Hedi Slimane’s new androgyny for Celine Homme Summer 24

The creative director introduces halter necks, tight leather and metallic suiting for a generation hell-belt on breaking the sartorial binary.

Hedi Slimane has long swaggered into androgyny. It was, after all, part of his Midas touch at Dior Homme in the early-’00s, where he introduced the skinny silhouette and reinvented menswear in an era of guitars, pints and Camden basements.

Eschewing the baggy, ill-fitted suits and low-rise jeans of the time, Slimane nipped the proportions in in favour of a slicker, sexier image, embracing shorter crops, tighter crotches and just a little hip action. His new look” transformed how men dressed; no longer concealing the figure but suddenly enhancing, his menswear embraced the bodily codes usually reserved for womenswear.

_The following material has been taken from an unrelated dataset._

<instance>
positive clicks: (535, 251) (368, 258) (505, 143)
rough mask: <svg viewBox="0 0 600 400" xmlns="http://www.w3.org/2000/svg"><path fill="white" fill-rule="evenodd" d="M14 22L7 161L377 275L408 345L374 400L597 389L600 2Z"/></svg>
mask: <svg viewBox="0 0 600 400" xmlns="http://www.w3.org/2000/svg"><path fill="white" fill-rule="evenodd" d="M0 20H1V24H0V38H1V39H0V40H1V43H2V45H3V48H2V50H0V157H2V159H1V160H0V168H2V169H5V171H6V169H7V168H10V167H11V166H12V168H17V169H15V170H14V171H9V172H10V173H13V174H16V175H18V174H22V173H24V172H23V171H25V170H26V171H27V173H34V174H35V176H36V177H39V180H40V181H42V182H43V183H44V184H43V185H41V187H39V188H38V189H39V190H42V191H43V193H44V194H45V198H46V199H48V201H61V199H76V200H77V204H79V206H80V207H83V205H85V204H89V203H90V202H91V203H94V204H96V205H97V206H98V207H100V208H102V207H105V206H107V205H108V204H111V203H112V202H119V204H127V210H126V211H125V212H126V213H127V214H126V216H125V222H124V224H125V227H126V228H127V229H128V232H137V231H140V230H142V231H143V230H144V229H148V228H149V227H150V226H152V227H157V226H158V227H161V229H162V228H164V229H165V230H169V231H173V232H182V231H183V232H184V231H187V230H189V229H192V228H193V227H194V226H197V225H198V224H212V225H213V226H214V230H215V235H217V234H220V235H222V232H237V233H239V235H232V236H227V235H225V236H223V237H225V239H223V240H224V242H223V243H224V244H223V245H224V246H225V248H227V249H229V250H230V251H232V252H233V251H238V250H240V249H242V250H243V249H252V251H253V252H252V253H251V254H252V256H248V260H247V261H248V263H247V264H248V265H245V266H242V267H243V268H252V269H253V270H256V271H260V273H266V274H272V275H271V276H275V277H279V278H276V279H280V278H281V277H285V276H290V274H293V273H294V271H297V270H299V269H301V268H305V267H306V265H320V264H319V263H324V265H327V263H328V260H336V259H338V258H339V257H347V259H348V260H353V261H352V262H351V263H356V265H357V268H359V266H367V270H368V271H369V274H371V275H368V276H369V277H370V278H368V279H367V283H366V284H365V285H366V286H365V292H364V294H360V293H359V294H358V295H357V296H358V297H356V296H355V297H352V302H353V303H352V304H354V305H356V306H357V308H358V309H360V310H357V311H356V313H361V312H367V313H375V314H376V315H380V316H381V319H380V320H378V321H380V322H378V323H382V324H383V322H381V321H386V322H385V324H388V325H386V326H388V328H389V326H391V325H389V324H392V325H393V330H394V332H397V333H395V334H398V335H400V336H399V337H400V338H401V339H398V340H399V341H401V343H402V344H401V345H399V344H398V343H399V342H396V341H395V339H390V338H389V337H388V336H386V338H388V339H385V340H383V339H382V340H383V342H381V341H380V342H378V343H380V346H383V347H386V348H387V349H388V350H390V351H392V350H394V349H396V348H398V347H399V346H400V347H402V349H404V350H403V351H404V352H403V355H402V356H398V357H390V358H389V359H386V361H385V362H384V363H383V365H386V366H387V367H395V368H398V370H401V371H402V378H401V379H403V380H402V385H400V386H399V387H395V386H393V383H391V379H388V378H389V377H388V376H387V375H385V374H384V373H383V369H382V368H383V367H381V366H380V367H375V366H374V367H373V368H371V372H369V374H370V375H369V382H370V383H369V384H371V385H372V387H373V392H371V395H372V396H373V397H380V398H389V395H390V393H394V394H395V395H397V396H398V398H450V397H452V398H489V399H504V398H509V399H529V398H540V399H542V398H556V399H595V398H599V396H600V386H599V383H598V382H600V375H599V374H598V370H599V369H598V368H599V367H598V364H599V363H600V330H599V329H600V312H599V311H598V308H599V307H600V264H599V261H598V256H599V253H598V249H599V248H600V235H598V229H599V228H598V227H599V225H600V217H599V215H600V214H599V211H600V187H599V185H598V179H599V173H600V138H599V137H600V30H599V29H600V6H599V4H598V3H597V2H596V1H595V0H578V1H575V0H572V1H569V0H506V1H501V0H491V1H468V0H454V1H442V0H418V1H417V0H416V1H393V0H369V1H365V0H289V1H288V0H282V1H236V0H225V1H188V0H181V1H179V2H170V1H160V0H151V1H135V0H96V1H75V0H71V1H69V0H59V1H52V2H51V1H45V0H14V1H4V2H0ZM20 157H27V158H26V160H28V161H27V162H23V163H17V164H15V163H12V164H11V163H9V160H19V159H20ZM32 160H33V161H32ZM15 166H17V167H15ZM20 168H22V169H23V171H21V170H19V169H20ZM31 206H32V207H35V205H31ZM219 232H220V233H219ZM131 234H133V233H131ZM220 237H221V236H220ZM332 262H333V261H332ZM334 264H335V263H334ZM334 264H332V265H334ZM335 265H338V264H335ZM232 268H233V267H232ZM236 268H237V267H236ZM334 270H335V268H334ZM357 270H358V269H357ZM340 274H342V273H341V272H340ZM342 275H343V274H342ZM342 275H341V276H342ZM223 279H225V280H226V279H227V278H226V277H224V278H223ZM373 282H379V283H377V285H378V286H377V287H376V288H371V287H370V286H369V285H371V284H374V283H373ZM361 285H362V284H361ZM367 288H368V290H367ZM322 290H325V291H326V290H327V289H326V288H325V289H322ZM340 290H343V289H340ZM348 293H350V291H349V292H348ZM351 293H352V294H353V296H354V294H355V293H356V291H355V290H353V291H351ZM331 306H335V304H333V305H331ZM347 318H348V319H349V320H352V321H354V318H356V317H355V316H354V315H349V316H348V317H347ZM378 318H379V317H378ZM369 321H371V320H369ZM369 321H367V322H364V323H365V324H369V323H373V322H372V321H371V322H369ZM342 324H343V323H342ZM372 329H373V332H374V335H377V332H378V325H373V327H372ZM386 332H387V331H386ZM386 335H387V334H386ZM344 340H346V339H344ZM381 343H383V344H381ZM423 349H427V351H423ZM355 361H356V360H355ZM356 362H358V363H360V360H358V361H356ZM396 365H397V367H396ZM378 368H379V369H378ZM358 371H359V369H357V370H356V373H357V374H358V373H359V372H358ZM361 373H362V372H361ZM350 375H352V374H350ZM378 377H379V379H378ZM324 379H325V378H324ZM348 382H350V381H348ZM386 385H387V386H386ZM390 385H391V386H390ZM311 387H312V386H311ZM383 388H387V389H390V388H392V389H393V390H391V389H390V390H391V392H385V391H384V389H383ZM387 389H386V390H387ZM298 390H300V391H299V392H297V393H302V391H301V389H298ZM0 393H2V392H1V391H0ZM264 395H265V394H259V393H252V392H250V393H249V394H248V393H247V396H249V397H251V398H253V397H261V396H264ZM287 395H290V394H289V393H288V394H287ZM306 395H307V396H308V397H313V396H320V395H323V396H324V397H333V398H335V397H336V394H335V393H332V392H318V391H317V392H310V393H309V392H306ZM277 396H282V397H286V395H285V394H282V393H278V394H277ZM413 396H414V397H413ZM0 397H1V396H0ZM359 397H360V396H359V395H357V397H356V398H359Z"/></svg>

But that was 20 years ago. Now, Slimane’s case for androgyny evolves further with his latest Celine Homme collection, titled Delusional Daydream, and presented as a film (it was originally scheduled to be shown in Paris in July, but was rescheduled due to the city’s pension reform protests).

After a brief cloud of smoke wafts over the screen, and the first electric crashes of LCD Soundsystem’s 2005 debut Losing My Edge kicks off, a satin halter-neck with ruffled detailing, worn with super-tight leather trousers, takes Slimane’s sartorial mission from the early-’00s and cranks it up a few notches.

It goes further, with a shimmery gold cardigan revealing a bare torso, loosely tied in the middle. A tight, cropped vest and another halterneck follow, this time a loose triangle of black fabric tied around the neck, revealing the upper half of the back. There’s glam rock in a heavily embellished bomber, and cutesy details with bows fastening down the middle of a long-sleeve blouse.

Slimane’s flagship leather is tighter this season, more fitted to the body and cropped to the belly button in some cases, while tailoring is featured heavily throughout. Where the designer typically opts for shadowy black two-pieces, this time it’s taken on an optimistic spin in metallic silver, houndstooth and squeaky clean white pinstripe.

Slimane says this collection is dedicated to New York’s young music scene; those found in the city’s Dimes Square”, where alternative musicians such as The Dare, Frost Children and Blaketheman1000 are taking old sounds and making new rackets for listeners under the age of 25. This latest collection by Slimane, then, feels relevant to a generation hell-bent on questioning – taking old rules and opting to break them for the modern wearer.